Thanks for that link, ferv.

It appears to me that the paper does in fact step into the realm of controversy, though only gingerly with their big toe and not very deep, in that it more or less states that this genome-disparity has been noticed throughout Europe in the 3rd millennium BCE, that there it has been interpreted as a demographic shift and was down to migration, that Britain and Ireland match this time frame and pattern, and that therefore migration should not be discounted. Where it pulls its punches of course is in the "replacement" assertion the PR people came up with, and in fact concludes that their data should motivate further archaeological research into this and other possible scenarios accounting for the apparent suddenness of the phenomenon in archaeological terms.
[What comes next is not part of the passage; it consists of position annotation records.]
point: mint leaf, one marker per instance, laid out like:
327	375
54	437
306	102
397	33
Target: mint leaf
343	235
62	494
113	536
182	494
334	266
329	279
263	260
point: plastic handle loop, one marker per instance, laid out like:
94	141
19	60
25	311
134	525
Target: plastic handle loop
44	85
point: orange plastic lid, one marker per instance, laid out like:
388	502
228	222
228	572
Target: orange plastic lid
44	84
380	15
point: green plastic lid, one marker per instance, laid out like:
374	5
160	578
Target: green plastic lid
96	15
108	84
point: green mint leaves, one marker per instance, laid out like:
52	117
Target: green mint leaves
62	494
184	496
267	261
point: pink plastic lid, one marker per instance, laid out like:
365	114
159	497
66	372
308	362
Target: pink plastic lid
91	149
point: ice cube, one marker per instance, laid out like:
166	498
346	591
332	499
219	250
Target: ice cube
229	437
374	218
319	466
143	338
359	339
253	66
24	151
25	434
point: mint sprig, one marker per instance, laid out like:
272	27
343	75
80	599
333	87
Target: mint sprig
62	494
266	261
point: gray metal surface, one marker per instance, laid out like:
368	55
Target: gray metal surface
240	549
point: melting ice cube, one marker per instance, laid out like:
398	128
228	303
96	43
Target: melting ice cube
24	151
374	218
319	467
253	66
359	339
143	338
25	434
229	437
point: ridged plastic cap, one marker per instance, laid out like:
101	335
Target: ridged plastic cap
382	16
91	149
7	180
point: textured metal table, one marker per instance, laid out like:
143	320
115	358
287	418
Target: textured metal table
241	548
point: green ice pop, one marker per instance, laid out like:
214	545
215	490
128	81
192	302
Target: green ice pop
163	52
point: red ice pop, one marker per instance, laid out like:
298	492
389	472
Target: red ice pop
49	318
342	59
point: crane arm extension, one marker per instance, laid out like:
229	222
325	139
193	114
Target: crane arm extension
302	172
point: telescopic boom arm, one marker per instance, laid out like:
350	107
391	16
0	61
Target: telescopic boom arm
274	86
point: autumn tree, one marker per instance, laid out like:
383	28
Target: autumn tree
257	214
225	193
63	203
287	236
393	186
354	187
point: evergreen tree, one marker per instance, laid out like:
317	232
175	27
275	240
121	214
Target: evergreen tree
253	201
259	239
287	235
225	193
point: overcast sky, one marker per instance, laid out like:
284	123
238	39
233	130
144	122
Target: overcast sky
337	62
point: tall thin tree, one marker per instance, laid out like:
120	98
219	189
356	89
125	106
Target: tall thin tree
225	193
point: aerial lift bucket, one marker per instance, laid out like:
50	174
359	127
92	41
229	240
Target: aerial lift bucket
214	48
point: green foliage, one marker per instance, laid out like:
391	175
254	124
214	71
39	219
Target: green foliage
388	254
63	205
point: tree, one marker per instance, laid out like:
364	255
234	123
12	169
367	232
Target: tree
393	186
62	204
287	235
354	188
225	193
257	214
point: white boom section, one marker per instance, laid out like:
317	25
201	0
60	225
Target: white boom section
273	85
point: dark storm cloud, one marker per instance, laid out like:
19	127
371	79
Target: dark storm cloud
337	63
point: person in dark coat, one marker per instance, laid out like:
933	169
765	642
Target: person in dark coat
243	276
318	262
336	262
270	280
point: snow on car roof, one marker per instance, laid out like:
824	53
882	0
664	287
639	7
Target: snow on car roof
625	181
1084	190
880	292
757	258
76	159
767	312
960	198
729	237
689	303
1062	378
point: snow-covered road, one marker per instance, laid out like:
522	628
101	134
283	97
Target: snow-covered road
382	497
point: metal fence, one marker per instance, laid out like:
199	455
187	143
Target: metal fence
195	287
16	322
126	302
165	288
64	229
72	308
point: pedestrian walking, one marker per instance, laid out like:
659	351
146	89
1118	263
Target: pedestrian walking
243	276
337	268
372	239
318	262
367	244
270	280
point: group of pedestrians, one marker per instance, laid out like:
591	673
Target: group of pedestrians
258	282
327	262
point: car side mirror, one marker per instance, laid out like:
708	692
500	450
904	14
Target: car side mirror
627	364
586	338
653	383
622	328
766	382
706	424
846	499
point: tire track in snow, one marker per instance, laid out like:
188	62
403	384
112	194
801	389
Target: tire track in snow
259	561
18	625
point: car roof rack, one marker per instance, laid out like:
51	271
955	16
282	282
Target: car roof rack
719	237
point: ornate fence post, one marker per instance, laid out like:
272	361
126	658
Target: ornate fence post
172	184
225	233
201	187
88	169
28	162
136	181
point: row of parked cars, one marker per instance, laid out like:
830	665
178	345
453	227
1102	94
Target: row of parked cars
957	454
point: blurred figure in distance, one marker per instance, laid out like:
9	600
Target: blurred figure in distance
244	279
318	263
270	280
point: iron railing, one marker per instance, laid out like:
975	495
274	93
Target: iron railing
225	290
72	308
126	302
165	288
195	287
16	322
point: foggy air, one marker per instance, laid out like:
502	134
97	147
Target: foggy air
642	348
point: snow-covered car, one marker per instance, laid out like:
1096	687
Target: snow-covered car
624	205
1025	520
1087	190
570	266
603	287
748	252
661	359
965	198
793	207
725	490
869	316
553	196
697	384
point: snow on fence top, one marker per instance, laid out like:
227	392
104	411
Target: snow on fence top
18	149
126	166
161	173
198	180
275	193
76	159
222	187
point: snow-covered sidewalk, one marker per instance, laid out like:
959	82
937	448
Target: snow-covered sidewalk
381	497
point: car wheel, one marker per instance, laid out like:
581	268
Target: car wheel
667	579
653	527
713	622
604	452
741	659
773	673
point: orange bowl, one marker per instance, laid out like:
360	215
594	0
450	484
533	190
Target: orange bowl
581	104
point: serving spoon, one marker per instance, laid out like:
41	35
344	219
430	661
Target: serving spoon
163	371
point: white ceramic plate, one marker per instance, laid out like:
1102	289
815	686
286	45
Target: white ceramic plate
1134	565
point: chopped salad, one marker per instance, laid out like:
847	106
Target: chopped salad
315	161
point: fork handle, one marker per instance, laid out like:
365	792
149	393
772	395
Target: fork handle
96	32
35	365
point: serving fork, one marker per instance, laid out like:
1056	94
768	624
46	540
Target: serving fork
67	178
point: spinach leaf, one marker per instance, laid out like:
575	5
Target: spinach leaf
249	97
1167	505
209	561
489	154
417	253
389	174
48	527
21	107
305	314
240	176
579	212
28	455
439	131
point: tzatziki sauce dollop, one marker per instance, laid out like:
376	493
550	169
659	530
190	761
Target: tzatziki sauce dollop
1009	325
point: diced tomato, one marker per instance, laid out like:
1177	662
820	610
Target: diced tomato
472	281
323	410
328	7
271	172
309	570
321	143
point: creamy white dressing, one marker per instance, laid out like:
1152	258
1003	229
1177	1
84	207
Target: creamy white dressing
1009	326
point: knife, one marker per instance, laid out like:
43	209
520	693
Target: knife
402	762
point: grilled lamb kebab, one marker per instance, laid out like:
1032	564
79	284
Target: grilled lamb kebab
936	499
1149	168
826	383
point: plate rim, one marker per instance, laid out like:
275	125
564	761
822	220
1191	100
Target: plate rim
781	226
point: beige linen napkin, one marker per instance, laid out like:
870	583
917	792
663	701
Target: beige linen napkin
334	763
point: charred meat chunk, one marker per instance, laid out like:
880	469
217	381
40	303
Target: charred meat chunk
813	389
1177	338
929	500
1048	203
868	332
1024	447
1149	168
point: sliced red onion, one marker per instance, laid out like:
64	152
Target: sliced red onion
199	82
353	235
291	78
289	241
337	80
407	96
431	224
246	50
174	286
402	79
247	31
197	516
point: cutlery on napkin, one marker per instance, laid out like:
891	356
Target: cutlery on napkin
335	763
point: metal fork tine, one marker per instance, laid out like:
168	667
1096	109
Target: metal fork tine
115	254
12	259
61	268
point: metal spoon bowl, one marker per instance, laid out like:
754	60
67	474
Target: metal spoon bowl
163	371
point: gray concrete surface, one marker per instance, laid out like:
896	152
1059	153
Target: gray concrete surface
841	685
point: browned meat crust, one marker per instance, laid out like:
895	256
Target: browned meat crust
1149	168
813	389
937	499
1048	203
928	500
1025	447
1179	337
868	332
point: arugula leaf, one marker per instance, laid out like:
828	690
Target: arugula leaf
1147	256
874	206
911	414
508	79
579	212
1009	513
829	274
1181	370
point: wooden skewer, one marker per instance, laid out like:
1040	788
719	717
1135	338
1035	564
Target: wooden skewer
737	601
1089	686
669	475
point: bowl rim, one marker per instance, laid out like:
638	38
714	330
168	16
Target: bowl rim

The poor guys were actually trying to generate a stimulus for further archaeological research into this period in their toe-dipping exercise. Instead they led the university's PR people to announce to the Daily Mail that some past genocide had occurred at the hands of those pesky "Europeans".

The past ten years has seen a collapse in funding in Ireland also for properly completed archaeological research related to industrial/housing/infrastructure development. In Ireland it's a cross-border shared dilemma (one of those little things that brings us all together - bad political management) as this BBC news story from 2014 highlighted. From what I hear the problem has actually got worse since then - and after Brexit there may even be the added complication of NI having to "import" its own artefacts back again, should money ever be found to process them there of course, so maybe it will never happen.